When it comes to Oregon history, it doesn’t get much more significant than the Ermatinger House. In 1845, Francis Ermatinger built for himself a federal style residence in what is now downtown Oregon City.
Ermatinger was a powerful and influential figure in early Oregon history, serving as a chief trader for the Hudson’s Bay Company, and holding public office in the Oregon Provisional Government in 1845. Although located in Oregon City, the Ermatinger House holds a special place in Portlander’s hearts. It is rumored that in the left parlor the famous coin toss occurred between Francis Pettygrove and Asa Lovejoy during a dinner party held in 1845. The two were arguing about whether the town to be built on their land claim (then called The Clearing) should be incorporated as “Boston” or “Portland.” Pettygrove won two out of three tosses, resulting in the city of Portland, Oregon.
The house was sold in 1849 by Ermatinger’s close friend, Dr. John McLoughlin. The house remained in its original location near the Willamette River until 1910 when it was moved up the hill in Oregon City onto a highly sloped lot, spending the next 67 years in anonymity as a rental. In 1977, the house was acquired by noted Oregon preservationist Ruth McBride Powers and moved in 1986 to city-owned property where it transitioned to a house museum.
Over the years, the City of Oregon City supported the maintenance of the house and the museum, but could not keep up with the mounting needs of the structure. In 2009, the city undertook a window repair project for the historic and replacement wood windows. What they soon began to realize was the house was twisting inward and the walls, if not stabilized, could potentially fall in on themselves.

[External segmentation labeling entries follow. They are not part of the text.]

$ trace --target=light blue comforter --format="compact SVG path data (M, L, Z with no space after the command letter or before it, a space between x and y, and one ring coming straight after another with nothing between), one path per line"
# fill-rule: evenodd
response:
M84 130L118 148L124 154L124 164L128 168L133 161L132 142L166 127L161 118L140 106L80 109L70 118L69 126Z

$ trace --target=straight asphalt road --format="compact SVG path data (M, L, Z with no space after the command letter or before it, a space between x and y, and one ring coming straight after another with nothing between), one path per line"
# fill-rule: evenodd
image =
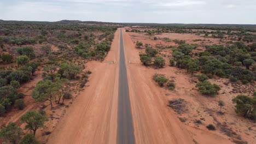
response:
M127 80L123 34L122 30L120 29L117 143L133 144L135 143L135 140Z

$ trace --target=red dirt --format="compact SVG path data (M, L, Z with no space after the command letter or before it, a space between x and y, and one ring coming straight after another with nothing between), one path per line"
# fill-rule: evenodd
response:
M199 143L232 143L225 137L186 127L179 121L167 107L168 98L165 97L165 92L152 80L155 73L161 71L175 74L174 71L142 66L138 56L141 50L135 48L129 33L123 32L136 142L192 143L195 140Z
M102 62L86 64L86 84L51 134L49 143L114 143L117 139L119 31Z

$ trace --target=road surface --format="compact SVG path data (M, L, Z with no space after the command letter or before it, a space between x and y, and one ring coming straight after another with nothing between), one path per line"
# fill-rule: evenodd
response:
M119 82L118 93L118 144L135 143L133 126L127 80L126 66L123 43L123 33L120 34Z

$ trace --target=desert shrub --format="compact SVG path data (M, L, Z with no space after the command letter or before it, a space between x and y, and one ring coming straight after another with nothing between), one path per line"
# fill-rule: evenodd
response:
M209 77L208 77L206 75L202 74L202 75L199 75L196 76L198 78L198 80L200 81L204 81L205 80L207 80L209 79Z
M4 53L2 55L2 60L7 63L10 63L13 61L13 56L9 53Z
M249 118L255 120L254 115L256 112L256 97L251 97L243 95L237 95L232 99L234 103L236 104L236 112L245 118Z
M27 71L14 70L7 76L7 79L9 81L15 80L22 83L30 80L30 73Z
M34 73L36 71L36 70L38 68L38 66L39 65L39 64L38 63L35 63L35 62L30 62L26 64L26 66L27 67L31 67L31 73L32 74L34 74Z
M164 67L165 64L165 60L161 57L156 57L154 61L154 65L156 68L161 68Z
M36 137L31 133L26 134L20 142L20 144L40 144Z
M41 46L41 50L44 55L47 55L51 51L51 46L50 44L42 45Z
M20 56L16 59L18 65L24 65L30 62L30 58L27 56Z
M205 74L215 74L218 70L222 69L223 67L223 63L220 61L214 58L210 59L202 67L202 72Z
M0 78L0 87L3 87L7 85L7 80L6 79Z
M242 63L241 62L235 62L234 63L234 64L236 67L241 67L242 66Z
M58 73L62 77L69 79L74 79L75 77L80 73L81 67L75 65L74 63L68 64L67 63L62 63L60 65L60 69Z
M215 128L215 127L214 125L210 124L209 125L208 125L207 126L206 126L206 128L210 130L216 130L216 128Z
M182 59L185 56L185 55L180 51L174 51L172 53L172 56L174 60L177 61L179 59Z
M175 65L175 62L173 59L170 59L169 62L170 62L170 66L173 67Z
M191 55L192 54L192 50L194 49L194 46L188 44L183 44L178 46L177 50L182 52L185 55Z
M150 56L147 53L139 54L139 59L144 65L149 65L152 62Z
M219 86L213 84L208 81L204 81L197 83L196 86L199 87L199 91L203 94L214 96L218 93L220 88Z
M20 82L18 81L11 81L10 85L15 88L18 88L20 87Z
M0 104L0 116L4 113L5 111L6 111L6 110L5 110L5 107L4 107L4 106L2 105L2 104Z
M222 107L225 106L225 103L223 100L219 100L218 104L218 105L219 106L219 107L220 107L219 112L222 113Z
M246 59L243 60L243 63L247 69L249 69L250 66L254 62L254 61L251 59Z
M136 42L136 47L137 48L140 48L141 46L142 46L143 45L143 44L142 43L142 42L137 41L137 42Z
M16 49L16 51L20 55L27 56L30 58L33 58L36 56L34 50L32 46L18 47Z
M35 110L27 112L23 115L21 119L21 122L25 122L27 125L26 129L33 131L33 135L36 135L37 130L40 127L44 127L44 122L48 121L47 117Z
M173 91L175 89L175 83L174 82L169 81L166 85L169 90Z
M235 77L232 76L229 76L229 80L231 81L231 82L237 82L237 79L236 77Z
M25 104L23 99L16 99L14 103L14 106L19 110L23 110L25 106Z
M69 93L67 93L64 94L64 95L63 97L64 97L65 99L69 99L72 98L72 95Z
M25 94L22 93L20 93L18 94L18 99L22 99L24 98L25 97Z
M154 57L155 55L158 53L158 50L152 47L147 47L146 53L149 55L151 57Z
M3 127L0 130L0 137L5 142L17 143L23 134L22 130L15 123L10 122L6 127Z
M168 79L166 78L164 76L154 75L153 77L154 80L158 83L161 87L162 87L168 81Z
M243 84L245 84L245 85L249 83L249 82L247 80L241 80L241 81L242 82Z

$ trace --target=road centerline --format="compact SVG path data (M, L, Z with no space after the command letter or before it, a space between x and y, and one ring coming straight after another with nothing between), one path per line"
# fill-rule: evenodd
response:
M132 144L135 143L135 140L121 29L120 33L119 59L117 143Z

The house was quickly boarded and the house museum was shuttered. By 2010, the future of one of the oldest houses in Oregon was at risk and the city was slowly waking up to the realization that their meager maintenance budget was woefully too small for this task. Ermatinger House supporters and volunteers, Historic Review Board members, City Commission and staff spent much of that year spinning in circles trying to get their a handle on the problem.
In the spring of 2011, the city decided to submit an application to the Endangered Places program figuring that the extra exposure and help from the Restore Oregon (then HPLO) would be beneficial to the city. Little did we know that the Endangered Building listing and the ensuing publicity and support from Restore Oregon staff would be the catalyst that helped launch the current rehabilitation program. As soon as the list was released, the city was inundated with a swarm of support from citizens throughout the city, region and state who wanted to be involved with saving the house.
Oregon City was able to capitalize on this publicity and raised enough money to move forward with rehabilitation of the the house in the spring of 2014. A team led by Maya Foty of Architectural Resources Group and TS Gray Construction recently completed the approximately $800,000 rehabilitation project with a support from Clackamas Community Development Block Grants, and the State Historic Preservation Office. Today, the Ermatinger House sits on a new foundation (both physically and metaphorically) and is ready to open its doors once again.
Nationally and locally, house museums are facing tough times. Visitors and volunteers are aging and their small budgets often cannot maintain these older buildings. As a publically owned building, Oregon City is in a bit of a different position, it is too small to reuse as an events center and too precious to the community to rent as an Airbnb rental, something other organizations are moving to as potential solutions. What we do have are a small, but very passionate, group that wants to keep it operating as a house museum. They are working with the City on a new agreement and expectations for support and programming.
Restore Oregon has created a savvy program that shines a statewide light on the problems facing endangered buildings. This program is much more than a simple list. Often times these buildings are endangered because the local communities don’t know how to ask for help or even know what resources are available to them. If it weren’t for this program, I truly believe that Oregon City would still be looking at a shuttered building with no plans for its future.